Письмо тридцать шестое г-ну ***
Возвращение в Эмс. — Что характерно для завистников. — Осень в долине Рейна. — Сравнение русского и германского пейзажа. — Воспоминание о «Рене». — Молодость души. — Г-жа Санд. — Что такое мизантропия. — Тайна жития святых. — Просчет путешественника, отправившегося в Россию. — Краткий отчет о путешествии. — Заключительный портрет русских. — Конечная цель всех их усилий. — Тайна их политики. — Обзор христианских церквей. — Сколь опасно в России говорить правду о православной церкви. — Сопоставление Испании и России.
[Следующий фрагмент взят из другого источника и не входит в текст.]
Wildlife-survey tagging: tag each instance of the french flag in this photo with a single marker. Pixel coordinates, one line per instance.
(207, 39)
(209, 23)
На водах в Эмсе, 22 октября 1839 года
Я уже привык не пропускать много времени, не напомнив вам о себе; человек, подобный вам, становится необходимым для всех, кто смог однажды его оценить и умеет пользоваться его просвещенностью без боязни. В ненависти, внушаемой талантом людям мелкого ума, больше страха, чем зависти: что бы они делали, будь они талантливы сами? Зато им постоянно приходится опасаться влияния таланта и проницательности гения. Им невдомек, что умственное превосходство, помогающее познать суть вещей и понять их необходимость, побуждает к снисхождению; просвещенная снисходительность божественна, как само Провидение; да только мелкие умы не признают ничего божественного.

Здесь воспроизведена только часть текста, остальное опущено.